Monday, April 11, 2011

Connecticut Kitchen Garden

With patience, hard work — and an impressive master plan — Pamela Page transformed a rocky lot in Bethel, Connecticut, into a gorgeously abundant organic kitchen garden.

Pamela in the Garden
Pamela Page's expansive, 90- by 55-foot fenced-in plot initially overwhelmed her. "But it's amazing how fast I filled in every square inch of dirt," she says. "Within two years, I was already dreaming of what I could grow if only I had more space."
 
Early Gardening Roots
As an undergraduate, Page spent several semesters in France; she fell in love with the luscious produce that Provençal villagers raised in tidy potagers and the wild greens they gathered in meadows. Her husband Igor Jozsa, an inventive cook, learned to revere seasonal ingredients during his boyhood in Italy.
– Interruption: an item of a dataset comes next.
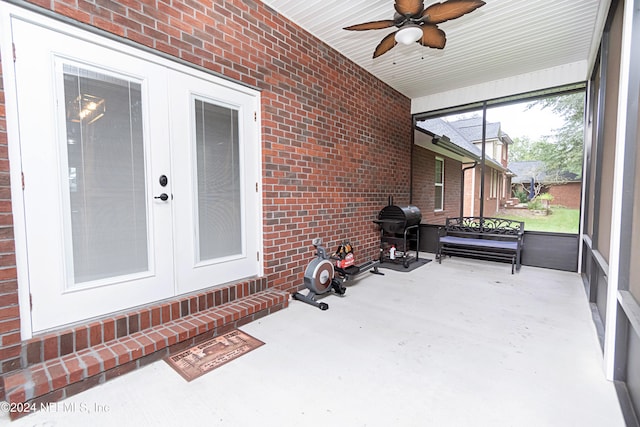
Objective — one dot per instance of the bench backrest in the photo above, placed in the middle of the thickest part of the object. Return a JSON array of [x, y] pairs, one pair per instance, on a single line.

Nasturtiums and Flowering Kale
In their early years together, the couple scoured Manhattan specialty shops for vegetables and fruits to serve at dinner parties, yet even the fanciest groceries underwhelmed their nostalgic palates. "Short of moving back to Europe permanently," Page asked, "how could we get just-picked Tuscan kale or an exquisite Charentais melon?" The answer: Grow their own.
 
Pear Trees
The couple, who co-own an architectural firm, call their eight and a half acres Ho Hum Hollow, but thumb-twiddling isn't on the agenda. Besides building a new house, Page and Jozsa hacked through poison ivy, pried up basketball-size stones from the earth, and hauled manure to "bring back the land."
 
Garden Work
Exuberant hosts, Page and Jozsa entertain every weekend. When visitors bemoan the toil a kitchen garden must demand, Page nods silently. It's a charade, she admits: "I try to look very tired and don't let on that when I garden, I'm hardly working. I listen to bees, sniff the mock oranges, stretch, and look. I'm learning, playing, having the time of my life. Gardening is one-third science, one-third art, one-third Peace Corps."

Edible Flowers
She still orders seeds in winter and starts them indoors in February, because it's the only way to cultivate rare or heirloom varieties that local places don't stock. "If you buy run-of-the-mill transplants, you're limited, and the point of this garden is that it's limitless. I've grown three-dozen different tomatoes, a dozen pepper varieties, a half-dozen types of cucumber, okra, and beans — in a single season." Not to mention edible flowers (and inedible iris, peonies, and dahlias that tempt the eye).

Baroque Salad
"The head gardener for King William III of England insisted that a 'sallet' contain no fewer than 35 ingredients," says Page. "So far, I only have 27!"

See the ingredients for Page's Baroque salad.


Trellis
"There's no need to buy expensive trellises," says Page, who dreamed up this DIY version, made from rot-resistant­ cedar, for her tomatoes.
 
Fence
To deter pesky groundhogs and rabbits, Page fortified the perimeter of her post-and-rail fence by digging a trench and installing chicken wire about three feet below the surface along the edge.
 
Entertaining in the Garden
At dusk, while Jozsa is prepping dinner, Page invites guests to harvest greens for a salad or raspberries for dessert. "It makes everything worthwhile to see the excitement on visitors' faces when they come back with full baskets. They're like kids."